I have included two new icebreakers for you to try at the start of a new semester. Remember, you are always welcome to modify based on the level of your students. If you get a chance, let me know how you adapted the icebreakers and why.
ICEBREAKER: THREE FACTS ABOUT ME (Discussion, Collaboration)
Description: This is a fun activity to do when students are meeting each other for the first time.
Application: This is an icebreaker but can also serve as a review activity.
Process: Hand out an index card to each student and direct them to write three of their interests, hobbies, and/or experiences (sports, music, reading, etc.) on the card. Remind them to put their name on the card. Gather cards. Have all students stand. Select one card, read aloud the first item and say, “Any student that does NOT have something similar, sit down. Read the second item aloud and say, “Only students who have both items in common remain standing.” Read the last item. If only one student remains standing, introduce the student. If more than one student remains, emphasize that they have many similarities, even though they may have attended different schools or live in different neighborhoods, etc. Repeat the process with another card and after activity, review cards to gain insight about each student. Ebony Matkins, CCECHS
ICEBREAKER FOLLOW-UP: TAKE A STAND (Discussion, Collaboration)
Description: The Icebreaker Follow-up: Take a Stand is perfect to end the first day of class as a sequel activity if there is at least twenty minutes of class left. It can also be used as an informal assessment best used with common misunderstandings. It combines elements of discussion with movement.
Application: This activity can be used as an icebreaker, but also as an informal assessment in most subjects.
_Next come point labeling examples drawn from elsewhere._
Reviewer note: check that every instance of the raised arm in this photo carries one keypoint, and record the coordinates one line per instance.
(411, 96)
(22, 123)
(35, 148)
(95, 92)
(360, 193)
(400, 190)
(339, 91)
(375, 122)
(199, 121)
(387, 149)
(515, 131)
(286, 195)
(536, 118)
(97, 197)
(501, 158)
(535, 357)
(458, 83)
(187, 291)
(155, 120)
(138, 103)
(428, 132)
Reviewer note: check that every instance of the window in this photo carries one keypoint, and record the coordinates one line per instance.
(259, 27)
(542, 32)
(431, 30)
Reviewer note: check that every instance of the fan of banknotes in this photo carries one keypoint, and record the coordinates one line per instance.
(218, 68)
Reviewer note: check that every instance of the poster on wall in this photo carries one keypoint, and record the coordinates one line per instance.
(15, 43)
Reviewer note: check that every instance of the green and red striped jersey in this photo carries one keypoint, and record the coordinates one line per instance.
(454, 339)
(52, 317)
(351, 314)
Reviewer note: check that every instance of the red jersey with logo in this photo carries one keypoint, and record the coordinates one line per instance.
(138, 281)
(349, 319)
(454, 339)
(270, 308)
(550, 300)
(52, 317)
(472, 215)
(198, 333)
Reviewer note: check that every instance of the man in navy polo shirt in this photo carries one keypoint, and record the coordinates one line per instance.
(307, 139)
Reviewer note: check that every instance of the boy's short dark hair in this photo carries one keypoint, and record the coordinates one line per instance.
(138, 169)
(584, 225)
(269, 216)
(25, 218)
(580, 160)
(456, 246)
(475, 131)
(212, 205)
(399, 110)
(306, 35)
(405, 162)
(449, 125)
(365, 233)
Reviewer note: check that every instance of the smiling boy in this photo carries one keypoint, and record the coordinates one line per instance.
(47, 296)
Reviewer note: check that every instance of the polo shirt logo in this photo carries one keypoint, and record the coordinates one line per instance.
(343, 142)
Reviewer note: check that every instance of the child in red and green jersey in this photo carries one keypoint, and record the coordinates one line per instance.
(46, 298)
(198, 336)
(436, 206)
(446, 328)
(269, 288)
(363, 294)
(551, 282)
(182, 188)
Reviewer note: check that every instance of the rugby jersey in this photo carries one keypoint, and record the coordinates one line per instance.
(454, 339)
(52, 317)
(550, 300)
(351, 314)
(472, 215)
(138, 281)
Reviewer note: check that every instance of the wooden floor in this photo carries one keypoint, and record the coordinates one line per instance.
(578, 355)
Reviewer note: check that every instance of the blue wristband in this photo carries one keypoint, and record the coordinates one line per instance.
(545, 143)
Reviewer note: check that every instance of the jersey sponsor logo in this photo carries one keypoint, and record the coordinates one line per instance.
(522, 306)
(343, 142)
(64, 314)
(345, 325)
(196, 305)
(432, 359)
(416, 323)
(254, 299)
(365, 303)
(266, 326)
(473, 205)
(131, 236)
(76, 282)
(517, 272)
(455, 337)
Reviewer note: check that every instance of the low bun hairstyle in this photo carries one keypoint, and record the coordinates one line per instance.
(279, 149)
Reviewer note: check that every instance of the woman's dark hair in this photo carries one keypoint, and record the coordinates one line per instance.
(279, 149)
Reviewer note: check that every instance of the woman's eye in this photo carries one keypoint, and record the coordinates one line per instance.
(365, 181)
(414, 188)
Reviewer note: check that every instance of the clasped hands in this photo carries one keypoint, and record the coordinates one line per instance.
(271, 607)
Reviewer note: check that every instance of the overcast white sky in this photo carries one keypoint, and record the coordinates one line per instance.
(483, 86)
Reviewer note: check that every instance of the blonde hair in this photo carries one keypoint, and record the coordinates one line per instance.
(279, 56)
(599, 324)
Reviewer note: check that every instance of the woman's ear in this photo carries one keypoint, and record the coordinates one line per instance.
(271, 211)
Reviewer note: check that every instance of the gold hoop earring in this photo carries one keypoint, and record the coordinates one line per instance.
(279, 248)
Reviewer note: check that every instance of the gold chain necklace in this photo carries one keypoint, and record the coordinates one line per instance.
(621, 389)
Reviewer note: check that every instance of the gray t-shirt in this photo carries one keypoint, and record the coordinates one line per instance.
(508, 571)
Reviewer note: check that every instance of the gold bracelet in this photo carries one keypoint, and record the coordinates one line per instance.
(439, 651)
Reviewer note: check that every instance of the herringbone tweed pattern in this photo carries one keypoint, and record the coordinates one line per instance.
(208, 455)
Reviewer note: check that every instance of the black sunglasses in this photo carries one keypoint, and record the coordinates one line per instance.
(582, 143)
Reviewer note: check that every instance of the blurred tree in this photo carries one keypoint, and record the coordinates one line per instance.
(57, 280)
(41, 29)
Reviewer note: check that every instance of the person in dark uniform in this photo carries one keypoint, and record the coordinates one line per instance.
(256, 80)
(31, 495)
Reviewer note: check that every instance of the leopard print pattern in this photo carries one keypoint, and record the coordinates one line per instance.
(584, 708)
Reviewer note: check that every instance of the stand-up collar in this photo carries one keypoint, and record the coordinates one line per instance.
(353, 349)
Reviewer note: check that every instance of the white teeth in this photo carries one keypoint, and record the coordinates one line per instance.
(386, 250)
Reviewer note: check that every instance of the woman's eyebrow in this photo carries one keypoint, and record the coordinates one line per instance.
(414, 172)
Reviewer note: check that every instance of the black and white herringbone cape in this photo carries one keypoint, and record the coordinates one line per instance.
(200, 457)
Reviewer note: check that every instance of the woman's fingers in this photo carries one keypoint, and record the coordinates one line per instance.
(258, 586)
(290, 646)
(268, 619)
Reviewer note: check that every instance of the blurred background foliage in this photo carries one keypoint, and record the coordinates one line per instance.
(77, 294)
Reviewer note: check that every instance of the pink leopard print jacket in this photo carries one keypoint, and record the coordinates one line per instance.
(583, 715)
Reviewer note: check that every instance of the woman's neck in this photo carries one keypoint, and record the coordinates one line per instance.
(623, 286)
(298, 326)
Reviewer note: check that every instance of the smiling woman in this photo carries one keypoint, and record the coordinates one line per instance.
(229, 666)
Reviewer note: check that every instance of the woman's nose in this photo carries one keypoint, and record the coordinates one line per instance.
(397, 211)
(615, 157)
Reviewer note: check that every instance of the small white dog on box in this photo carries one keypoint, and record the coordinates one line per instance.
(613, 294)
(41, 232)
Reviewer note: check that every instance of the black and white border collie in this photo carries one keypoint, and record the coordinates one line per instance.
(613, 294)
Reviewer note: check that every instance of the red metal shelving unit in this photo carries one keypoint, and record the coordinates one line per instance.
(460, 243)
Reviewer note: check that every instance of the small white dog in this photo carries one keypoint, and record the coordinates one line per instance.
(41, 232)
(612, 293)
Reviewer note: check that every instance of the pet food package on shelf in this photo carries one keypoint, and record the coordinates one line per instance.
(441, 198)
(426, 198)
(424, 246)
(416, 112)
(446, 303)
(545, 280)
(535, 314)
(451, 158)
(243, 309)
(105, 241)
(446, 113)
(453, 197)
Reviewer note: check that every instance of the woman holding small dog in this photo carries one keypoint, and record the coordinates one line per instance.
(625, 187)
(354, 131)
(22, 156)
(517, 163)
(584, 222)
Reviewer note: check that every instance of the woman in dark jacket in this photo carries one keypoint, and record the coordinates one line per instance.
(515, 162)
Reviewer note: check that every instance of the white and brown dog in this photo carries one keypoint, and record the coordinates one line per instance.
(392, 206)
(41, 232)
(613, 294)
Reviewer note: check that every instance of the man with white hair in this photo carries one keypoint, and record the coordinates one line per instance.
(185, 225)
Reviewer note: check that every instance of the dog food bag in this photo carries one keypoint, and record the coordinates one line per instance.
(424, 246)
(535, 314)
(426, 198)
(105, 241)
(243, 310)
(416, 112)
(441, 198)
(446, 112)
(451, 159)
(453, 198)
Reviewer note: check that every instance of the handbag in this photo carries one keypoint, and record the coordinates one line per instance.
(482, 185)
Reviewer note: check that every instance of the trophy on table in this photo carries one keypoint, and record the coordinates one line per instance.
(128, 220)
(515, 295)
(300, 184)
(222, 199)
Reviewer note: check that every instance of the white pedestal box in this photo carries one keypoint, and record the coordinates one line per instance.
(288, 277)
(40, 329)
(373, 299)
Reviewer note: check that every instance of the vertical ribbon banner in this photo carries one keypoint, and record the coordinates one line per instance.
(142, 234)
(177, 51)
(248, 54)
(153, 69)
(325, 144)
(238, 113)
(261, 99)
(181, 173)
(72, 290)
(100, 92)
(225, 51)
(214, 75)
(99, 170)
Process: Before the very first day of class, prepare a list with numerous either-or statements. After the administrative duties that occur on the first day of class are over, engage students in an icebreaker activity that encourages discussion, camaraderie, and collaboration. Ask students to move desks toward the walls and gather around the open area. With masking tape, tape a line in the middle of the open area and announce that it is the “dividing line.” Explain to students that a statement will be read out loud and they will move to the side indicated. If a student is undecided, tell them to straddle the line. Examples: chicken or salad, mountain or beach, Pepsi or Coke, Gatoraid or Poweraid, Netflix or Hulu, football or basketball, thunderstorm or snowstorm, night owl or early riser, shy or outgoing, call or text, etc. (If used as an informal assessment, provide two options of commonly confused information: Display cloud formation: cumulus or nimbus, First President? Washington or Lincoln, Creator of Big Stick Policy? Teddy Roosevelt or Franklin, etc.)